Combination drug therapy apparently safe for pregnant patients with opioid use disorder
Opioid use disorder (OUD) is a serious illness that is characterised by a person's compulsive use of opioid medicines despite wanting to stop or when doing so has a detrimental impact on their physical or mental health.
Current guidelines recommend that pregnant women with opioid use disorder be prescribed either methadone or buprenorphine, but these drugs too have significant potential for abuse.
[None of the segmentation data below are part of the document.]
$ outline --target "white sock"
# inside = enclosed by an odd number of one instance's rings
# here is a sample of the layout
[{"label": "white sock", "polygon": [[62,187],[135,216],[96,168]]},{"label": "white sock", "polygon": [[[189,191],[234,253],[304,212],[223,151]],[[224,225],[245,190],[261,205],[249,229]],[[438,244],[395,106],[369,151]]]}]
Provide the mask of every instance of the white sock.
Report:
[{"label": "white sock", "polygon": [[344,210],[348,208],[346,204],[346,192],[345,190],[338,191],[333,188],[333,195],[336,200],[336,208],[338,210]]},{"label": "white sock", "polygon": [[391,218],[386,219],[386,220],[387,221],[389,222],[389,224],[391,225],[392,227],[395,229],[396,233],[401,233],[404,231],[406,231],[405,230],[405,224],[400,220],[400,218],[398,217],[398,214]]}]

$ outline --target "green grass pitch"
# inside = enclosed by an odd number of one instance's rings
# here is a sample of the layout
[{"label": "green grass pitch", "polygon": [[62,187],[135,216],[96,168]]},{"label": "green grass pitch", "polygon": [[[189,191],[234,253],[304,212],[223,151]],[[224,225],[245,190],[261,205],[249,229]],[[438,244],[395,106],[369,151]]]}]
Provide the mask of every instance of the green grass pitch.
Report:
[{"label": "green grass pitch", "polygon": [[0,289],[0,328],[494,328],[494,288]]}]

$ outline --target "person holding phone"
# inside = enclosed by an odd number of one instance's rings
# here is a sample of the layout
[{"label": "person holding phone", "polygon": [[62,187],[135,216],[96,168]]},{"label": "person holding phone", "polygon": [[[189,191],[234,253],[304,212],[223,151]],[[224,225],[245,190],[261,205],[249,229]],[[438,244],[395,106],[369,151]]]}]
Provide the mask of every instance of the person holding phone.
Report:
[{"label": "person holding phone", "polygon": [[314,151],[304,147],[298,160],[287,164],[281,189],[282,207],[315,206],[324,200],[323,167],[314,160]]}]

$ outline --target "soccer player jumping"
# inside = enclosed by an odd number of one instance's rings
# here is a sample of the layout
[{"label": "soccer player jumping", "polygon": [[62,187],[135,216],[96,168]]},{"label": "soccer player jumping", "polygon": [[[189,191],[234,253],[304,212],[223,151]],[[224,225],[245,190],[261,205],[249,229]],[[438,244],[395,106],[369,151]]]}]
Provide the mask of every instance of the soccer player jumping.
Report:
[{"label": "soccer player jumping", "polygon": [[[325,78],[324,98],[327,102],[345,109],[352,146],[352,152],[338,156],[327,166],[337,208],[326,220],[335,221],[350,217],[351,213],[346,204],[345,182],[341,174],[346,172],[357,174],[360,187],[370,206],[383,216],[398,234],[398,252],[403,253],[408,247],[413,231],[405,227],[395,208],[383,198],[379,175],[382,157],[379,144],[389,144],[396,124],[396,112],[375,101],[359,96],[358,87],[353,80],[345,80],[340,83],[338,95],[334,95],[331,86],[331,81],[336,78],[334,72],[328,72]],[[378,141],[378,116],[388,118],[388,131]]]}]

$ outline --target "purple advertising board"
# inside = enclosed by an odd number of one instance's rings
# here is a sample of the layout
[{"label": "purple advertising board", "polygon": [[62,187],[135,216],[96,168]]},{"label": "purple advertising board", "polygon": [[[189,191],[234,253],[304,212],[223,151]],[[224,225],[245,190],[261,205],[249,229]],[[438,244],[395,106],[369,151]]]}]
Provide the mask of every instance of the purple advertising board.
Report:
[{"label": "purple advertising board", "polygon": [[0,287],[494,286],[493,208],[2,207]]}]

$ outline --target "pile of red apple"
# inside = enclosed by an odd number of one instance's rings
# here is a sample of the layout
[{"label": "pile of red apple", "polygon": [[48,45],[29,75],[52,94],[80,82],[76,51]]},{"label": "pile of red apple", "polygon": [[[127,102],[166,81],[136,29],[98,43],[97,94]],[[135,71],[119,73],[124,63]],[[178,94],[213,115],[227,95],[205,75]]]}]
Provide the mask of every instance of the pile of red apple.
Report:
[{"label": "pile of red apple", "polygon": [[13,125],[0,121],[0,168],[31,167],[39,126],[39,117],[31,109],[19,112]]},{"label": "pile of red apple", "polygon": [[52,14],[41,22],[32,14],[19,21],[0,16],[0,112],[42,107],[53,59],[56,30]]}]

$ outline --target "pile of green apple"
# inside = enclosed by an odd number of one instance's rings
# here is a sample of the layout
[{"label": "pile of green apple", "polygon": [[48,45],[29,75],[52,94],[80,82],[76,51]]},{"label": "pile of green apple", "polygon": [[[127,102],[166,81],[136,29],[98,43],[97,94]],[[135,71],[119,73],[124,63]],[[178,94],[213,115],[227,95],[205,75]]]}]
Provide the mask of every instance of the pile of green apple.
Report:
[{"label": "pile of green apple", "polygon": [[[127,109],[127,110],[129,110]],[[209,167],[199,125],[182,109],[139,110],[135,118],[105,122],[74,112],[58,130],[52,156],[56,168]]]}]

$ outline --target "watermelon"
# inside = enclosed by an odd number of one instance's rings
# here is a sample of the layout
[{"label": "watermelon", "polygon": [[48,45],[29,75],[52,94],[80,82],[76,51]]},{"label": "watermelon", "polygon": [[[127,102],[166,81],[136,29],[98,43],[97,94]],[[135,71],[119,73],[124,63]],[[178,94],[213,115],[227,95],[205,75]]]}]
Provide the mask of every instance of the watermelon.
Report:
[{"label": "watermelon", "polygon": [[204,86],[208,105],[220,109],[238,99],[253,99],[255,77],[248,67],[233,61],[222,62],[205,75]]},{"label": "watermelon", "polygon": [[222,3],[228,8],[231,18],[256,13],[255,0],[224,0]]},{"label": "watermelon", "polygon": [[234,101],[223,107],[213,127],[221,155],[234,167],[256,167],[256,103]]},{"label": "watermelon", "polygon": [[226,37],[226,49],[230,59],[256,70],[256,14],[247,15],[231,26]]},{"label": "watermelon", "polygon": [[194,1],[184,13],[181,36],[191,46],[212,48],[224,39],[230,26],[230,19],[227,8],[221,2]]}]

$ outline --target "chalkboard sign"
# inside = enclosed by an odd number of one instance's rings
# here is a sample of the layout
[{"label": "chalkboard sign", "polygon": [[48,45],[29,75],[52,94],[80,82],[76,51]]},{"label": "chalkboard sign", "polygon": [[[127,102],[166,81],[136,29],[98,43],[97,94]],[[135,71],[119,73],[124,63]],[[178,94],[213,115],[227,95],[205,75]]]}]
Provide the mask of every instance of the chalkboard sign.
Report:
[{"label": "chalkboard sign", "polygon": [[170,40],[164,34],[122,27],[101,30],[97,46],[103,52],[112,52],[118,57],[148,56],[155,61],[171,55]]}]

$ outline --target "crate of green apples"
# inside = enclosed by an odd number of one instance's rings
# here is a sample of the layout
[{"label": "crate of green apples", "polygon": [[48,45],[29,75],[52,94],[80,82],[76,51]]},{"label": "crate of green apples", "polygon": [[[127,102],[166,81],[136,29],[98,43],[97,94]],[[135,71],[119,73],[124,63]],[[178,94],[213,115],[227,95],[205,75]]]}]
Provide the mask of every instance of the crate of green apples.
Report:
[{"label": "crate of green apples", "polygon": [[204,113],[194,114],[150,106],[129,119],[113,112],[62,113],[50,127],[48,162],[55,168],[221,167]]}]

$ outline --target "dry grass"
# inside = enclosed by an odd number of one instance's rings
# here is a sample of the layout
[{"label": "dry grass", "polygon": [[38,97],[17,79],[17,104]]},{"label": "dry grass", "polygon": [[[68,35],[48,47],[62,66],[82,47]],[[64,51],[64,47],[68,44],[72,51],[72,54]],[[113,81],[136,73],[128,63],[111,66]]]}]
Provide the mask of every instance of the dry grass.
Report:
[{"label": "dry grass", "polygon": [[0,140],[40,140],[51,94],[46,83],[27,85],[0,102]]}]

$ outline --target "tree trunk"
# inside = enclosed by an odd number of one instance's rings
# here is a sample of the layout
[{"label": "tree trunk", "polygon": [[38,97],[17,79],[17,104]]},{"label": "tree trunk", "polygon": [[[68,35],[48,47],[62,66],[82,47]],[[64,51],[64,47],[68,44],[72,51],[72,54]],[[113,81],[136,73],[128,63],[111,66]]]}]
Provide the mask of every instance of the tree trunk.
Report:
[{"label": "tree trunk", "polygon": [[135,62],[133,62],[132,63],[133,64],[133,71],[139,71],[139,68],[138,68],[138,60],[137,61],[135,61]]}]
A recent study published in Acta Obstetricia et Gynecologica Scandinavica indicates that combination therapy of buprenorphine and naloxone-which is known help to prevent such abuse-is as safe as buprenorphine alone during pregnancy for both mother and newborn.
In the study of 67 pregnant women, the buprenorphine-naloxone and buprenorphine groups showed similar outcomes and did not significantly differ from each other in terms of maternal health during pregnancies, deliveries, or newborn health.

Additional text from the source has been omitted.